Bi pazar akşamı çöken rehavet üstü. Sıcak bi çay içip mayış kanepeye düştün. Uyudun, orda sabaha kadar üşümüşsün. Tam öyle bi vakitte işte evlenmeyi düşünürsün.
erkekler için bu an ne zamandır bilinmez. bir erkeğin öyle bir anına denk gelirsiniz ki sizi hiç tanımadığı halde sizinle evlenmek isteyebilir ama bazen öyle bir erkekle karşılaşırsınız ki yıllardır beraber olduğunuz halde sizinle evlenmeyi düşünmez. bilinmeyen zamandan bilinmeyen şekillerde çıkagelen bir andır o an.

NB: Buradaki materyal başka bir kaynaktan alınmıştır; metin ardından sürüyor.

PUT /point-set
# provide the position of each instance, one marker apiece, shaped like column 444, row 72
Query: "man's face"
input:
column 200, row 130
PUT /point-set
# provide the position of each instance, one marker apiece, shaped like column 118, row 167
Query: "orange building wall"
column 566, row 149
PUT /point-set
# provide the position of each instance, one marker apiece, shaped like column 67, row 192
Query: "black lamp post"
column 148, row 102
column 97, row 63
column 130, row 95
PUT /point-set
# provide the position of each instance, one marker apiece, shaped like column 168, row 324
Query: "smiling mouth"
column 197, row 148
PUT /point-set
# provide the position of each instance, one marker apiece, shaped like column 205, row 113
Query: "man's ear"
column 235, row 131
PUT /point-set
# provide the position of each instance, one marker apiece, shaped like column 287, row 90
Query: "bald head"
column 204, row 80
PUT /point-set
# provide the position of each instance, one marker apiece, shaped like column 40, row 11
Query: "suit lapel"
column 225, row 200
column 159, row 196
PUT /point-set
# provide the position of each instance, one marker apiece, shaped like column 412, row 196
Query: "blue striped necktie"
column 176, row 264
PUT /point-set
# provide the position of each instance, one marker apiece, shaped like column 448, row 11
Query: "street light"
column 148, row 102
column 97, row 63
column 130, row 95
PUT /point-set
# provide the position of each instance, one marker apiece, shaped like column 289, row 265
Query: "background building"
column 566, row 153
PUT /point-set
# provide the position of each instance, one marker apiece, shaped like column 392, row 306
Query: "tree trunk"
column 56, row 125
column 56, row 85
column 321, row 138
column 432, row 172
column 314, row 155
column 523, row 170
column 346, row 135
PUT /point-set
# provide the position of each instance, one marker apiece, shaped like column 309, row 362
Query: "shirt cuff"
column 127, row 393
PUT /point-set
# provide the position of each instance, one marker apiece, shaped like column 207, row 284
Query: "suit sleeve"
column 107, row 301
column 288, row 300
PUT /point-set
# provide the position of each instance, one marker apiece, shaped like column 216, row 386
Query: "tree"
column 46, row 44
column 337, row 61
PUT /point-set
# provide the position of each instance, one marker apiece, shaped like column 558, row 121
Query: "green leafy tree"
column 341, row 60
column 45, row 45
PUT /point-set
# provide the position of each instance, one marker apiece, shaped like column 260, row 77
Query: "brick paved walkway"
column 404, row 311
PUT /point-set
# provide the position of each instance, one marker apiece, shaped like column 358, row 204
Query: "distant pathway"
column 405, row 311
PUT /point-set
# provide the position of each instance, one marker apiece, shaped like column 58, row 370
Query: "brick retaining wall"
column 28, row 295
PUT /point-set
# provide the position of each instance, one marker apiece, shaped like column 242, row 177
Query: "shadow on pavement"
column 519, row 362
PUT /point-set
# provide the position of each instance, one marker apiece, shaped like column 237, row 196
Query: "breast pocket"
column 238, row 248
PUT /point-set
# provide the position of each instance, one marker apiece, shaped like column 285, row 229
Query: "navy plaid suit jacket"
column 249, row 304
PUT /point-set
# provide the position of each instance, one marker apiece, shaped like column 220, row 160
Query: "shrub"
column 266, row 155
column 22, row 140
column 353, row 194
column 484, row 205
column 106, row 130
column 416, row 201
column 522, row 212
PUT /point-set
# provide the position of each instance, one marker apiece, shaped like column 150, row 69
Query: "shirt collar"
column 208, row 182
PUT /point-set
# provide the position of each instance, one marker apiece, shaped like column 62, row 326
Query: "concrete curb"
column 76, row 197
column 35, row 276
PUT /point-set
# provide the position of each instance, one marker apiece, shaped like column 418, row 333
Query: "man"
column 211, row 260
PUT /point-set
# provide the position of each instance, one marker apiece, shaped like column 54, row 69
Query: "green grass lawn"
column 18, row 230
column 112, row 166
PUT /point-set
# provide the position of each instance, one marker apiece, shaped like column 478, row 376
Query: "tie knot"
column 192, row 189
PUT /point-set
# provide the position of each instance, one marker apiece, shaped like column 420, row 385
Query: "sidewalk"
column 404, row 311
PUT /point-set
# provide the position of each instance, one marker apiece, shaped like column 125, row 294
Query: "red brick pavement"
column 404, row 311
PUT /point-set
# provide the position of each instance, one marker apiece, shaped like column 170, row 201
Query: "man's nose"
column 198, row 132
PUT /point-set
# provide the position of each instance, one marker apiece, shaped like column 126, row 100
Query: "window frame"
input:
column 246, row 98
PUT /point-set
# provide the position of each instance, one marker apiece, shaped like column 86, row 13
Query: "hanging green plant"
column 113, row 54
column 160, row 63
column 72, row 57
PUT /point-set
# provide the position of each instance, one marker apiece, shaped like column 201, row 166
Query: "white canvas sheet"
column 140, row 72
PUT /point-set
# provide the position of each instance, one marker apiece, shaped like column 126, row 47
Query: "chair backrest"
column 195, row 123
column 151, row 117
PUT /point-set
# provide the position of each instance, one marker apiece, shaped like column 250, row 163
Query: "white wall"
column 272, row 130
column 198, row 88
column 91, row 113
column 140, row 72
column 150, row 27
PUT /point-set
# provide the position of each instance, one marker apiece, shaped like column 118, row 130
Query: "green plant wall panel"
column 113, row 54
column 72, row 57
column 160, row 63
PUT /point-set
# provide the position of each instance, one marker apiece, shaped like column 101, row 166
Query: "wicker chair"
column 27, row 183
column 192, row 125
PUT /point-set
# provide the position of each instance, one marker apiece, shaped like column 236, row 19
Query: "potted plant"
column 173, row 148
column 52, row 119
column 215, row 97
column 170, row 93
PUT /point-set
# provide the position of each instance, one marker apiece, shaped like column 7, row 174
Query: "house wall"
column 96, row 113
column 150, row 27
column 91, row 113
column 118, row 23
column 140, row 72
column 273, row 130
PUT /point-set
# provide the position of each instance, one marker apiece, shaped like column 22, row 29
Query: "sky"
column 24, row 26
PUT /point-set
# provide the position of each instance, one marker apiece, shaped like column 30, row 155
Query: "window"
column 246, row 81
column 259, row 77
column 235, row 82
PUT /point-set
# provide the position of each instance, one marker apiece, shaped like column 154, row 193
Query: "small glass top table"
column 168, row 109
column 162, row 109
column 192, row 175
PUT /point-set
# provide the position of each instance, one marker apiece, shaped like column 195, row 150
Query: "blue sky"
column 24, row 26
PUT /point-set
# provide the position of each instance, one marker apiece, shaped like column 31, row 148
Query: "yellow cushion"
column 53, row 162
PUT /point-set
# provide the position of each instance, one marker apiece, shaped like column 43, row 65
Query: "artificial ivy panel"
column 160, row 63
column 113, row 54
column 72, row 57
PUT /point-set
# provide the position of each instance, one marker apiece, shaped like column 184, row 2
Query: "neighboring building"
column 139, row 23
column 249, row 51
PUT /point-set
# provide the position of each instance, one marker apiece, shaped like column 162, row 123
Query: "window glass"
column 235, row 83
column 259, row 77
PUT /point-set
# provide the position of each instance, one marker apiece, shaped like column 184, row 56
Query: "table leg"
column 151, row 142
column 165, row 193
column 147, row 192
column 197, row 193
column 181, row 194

sevgililer böle hamster kafesi gibi gelmeye başlar insana.. dönüp dönüp duruyosun kinetik enerji var , devinim var , ısı enerjisi var her bi bok var ama şey eksik.. bişi..
süreklilik stabilite.. bunu farkedince bari evleniyim der insan..
bi de kişisel romantik hayaller.. ben mesela datçada ev alıcaktım fantezimde.. sonra badem yetiştiricektim.. bi de bahçeye kendim kadar büyük bi şişe alıcaktım sürahi gibi çok büyük ama.. içine kocamla çocuklarımla içtiğim şarap şişelerimin mantarlarını atıcaktım..
yani ne için evlenmek istiyomuşum ? şarap mantarı toplamak için..
tamamen tanıyarak evlenmek: sıkıcıdır.
zart diye evlenmek: heyecanlıdır.
bu sebeplerle görücü usulüyle evlenenlerin ilişkiler uzun olmuştur.
kısaca o anı beklemeyin, seviyosanız ve şartlar da uygunsa basın nikahı.
yolda yürürken minicik, sarı ve kıvırcık saçları olan bir erkek çocuğu görüldüğünde o anın gelmiş olduğu ayrıca daha çok erken olduğunu kişi aynı anda hatırlar.